I didn't hear of it. It seems it's a bit more complicated (symlinks +
'//..') but I guess the risk is the same.


> It would be prudent to install the fixed version wherever root
> might unpack an untrusted tarball or forget to verify a signature
> or checksum before unpacking what they think is a trusted tarball
> (imagine a cracked mirror of trusted sources):
> 
>   http://cve.mitre.org/cgi-bin/cvename.cgi?name=CVE-2007-4131

I don't think anything is extracting tar automatically, but this can
happen to us when we extract a CVS tarball for import. Or indeed, a
cracked tarball, like the ZWiki I installed yesterday.

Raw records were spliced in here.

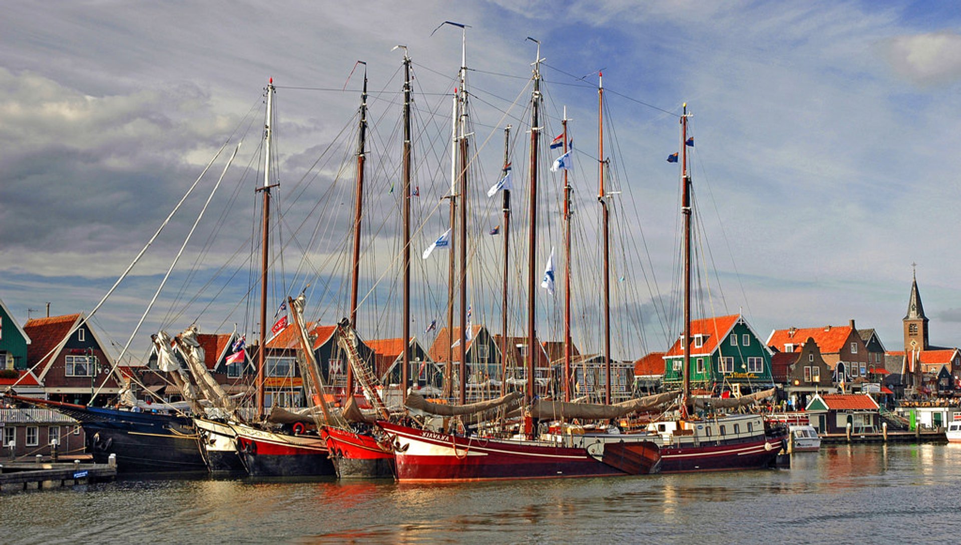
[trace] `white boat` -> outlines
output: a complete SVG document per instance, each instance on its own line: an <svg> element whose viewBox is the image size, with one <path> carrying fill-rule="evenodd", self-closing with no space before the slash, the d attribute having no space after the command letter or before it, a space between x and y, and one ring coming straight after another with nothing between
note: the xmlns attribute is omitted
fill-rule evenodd
<svg viewBox="0 0 961 545"><path fill-rule="evenodd" d="M961 420L949 422L945 435L948 435L949 443L961 443Z"/></svg>
<svg viewBox="0 0 961 545"><path fill-rule="evenodd" d="M791 424L788 426L791 435L793 452L818 452L821 449L821 437L818 431L810 424Z"/></svg>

> Most vendors already have the fix.  E.g., 1.18-2 in Debian.
> Is there policy for this on savannah?  The installed tar is version 1.16,

We stick to Debian Etch and we follow the security updates. apticron
is warning us whenever there are security updates to retrieve.

Having a look at:
http://bugs.debian.org/cgi-bin/bugreport.cgi?bug=439335 though, it
seems the maintainer is probably not going to warn the Debian security
team:
-----
> > Why does this merit a 'grave' severity when there is no apparent
> > priv escalation involved?
> A user does not expect tar to allow absolute path names unless the -P 
> option is given.
That's not a justification for severity 'grave' in the Debian BTS. 
-----

Ahem...

I'll post a follow-up.

Until there's a proper security update, we can temporarily backport
Lenny's version. Do you know if 1.16 is vulnerable though?